Le ragazze in età di sviluppo dovrebbero bere due tazze di tisana d’iperico al giorno in quanto, favorisce lo sviluppo degli organi femminili ed elimina le irregolarità del periodo mestruale. Durante la menopausa, aiuta a combattere le fastidiose vampate di calore e migliora la qualità del sonno.

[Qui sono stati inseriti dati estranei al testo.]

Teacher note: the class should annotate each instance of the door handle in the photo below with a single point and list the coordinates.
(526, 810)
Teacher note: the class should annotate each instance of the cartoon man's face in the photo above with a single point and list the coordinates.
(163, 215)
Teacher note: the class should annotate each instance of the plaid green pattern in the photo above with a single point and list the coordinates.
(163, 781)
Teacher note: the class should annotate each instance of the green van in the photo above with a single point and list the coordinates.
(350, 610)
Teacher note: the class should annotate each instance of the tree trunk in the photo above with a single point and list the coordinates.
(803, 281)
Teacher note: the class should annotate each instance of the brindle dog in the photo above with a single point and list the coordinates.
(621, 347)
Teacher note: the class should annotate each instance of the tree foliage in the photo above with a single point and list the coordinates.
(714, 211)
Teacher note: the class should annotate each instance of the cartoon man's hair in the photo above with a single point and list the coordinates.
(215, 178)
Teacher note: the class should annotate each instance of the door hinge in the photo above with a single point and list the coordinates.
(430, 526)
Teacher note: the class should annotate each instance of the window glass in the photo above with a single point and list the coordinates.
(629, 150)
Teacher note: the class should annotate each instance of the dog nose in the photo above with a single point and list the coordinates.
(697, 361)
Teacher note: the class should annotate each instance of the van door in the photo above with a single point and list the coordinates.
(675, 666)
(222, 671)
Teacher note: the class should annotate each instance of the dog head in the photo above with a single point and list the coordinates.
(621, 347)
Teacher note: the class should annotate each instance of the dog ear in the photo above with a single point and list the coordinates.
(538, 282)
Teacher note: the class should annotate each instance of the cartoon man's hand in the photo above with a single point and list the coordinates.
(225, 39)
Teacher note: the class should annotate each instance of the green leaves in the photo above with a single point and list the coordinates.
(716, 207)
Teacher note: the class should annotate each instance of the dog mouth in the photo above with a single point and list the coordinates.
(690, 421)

Parti utilizzabili della pianta Iperico

Si possono utilizzare sia le foglie che le sommità fiorite raccolte durante l’estate e fatte rapidamente essicare in luoghi bui e ben ventilati. Per la preparazione della tisana e dei bagni va utilizzata l’intera pianta in fiore; mentre per l’olio di iperico ci si serve solo dei fiori. Il periodo più favorevole per la raccolta è all’inizio estate quando si raggiunge il picco massimo di concentrazione dei principi attivi; quando il sole è più alto nel cielo, quindi durante il solstizio d’estate, proprio intorno al giorno di San Giovanni che cade il 24 giugno e da qui il nome: erba di San Giovanni.

Come si utilizza

Tisana: Scottare un cucchiaino da dessert colmo con un litro d’acqua bollente e lasciare riposare brevemente.
Olio di iperico: I fiori colti durante una giornata di sole vanno messi in un barattolo di vetro, senza comprimerli e poi coperti con olio extravergine d’oliva. Il barattolo ben chiuso si lascia per alcune settimane al sole o nelle vicinanze della stufa. Dopo un po’ di tempo l’olio prenderà un colore rosso. Lo si filtra attraverso un panno, se ne spremono i residui, conservando l’olio in bottiglie di vetro scuro. Per le lesioni da bruciatura, invece dell’olio d’oliva, si utilizza quello di lino. Mantiene il suo potere curativo per due anni.
Tintura d’Iperico: In un litro di acquavite si mettono a macerare due manciate di fiori colti sotto il sole, lasciando quindi riposare la bottiglia per tre settimane al sole o vicino ad una fonte di calore.
Grappa all’iperico: Con una manciata di fiori ed un litro di grappa si potrà ottenere una squisita grappa di iperico molto indicata come aperitivo, come digestivo e per impedire l’acidità di stomaco, i vomiti e le nausee.
Semicupi: Un secchio di Iperico (fusti, foglie e fiori) cui si aggiunge acqua fredda fino a riempirlo, si lascia riposare per una notte. Prima del semicupio si riporta il contenuto all’ebollizione per poi aggiungerlo all’acqua del bagno. Durata del semicupio: 20 minuti.

Controindicazioni

L’iperico presenta un’azione fotosensibilizzante per cui è sconsigliata l’eccessiva esposizione ai raggi solari o alle lampade abbronzanti durante l’assunzione. Questa pianta officinale diminuisce gli effetti anticoagulanti e può abbassare i livelli ematici di medicinali anti rigetto utilizzati in occasione di trapianti. Cinque giorni prima di un qualsiasi intervento chirurgico è necessario sospendere la sua assunzione. Riduce l’effetto della pillola anticoncezionale. È sconsigliato il suo consumo durante gravidanza e allattamento.

Iperico – una pianta che porta la felicita combattendo la depressione ma un vero e proprio trattamento di bellezza.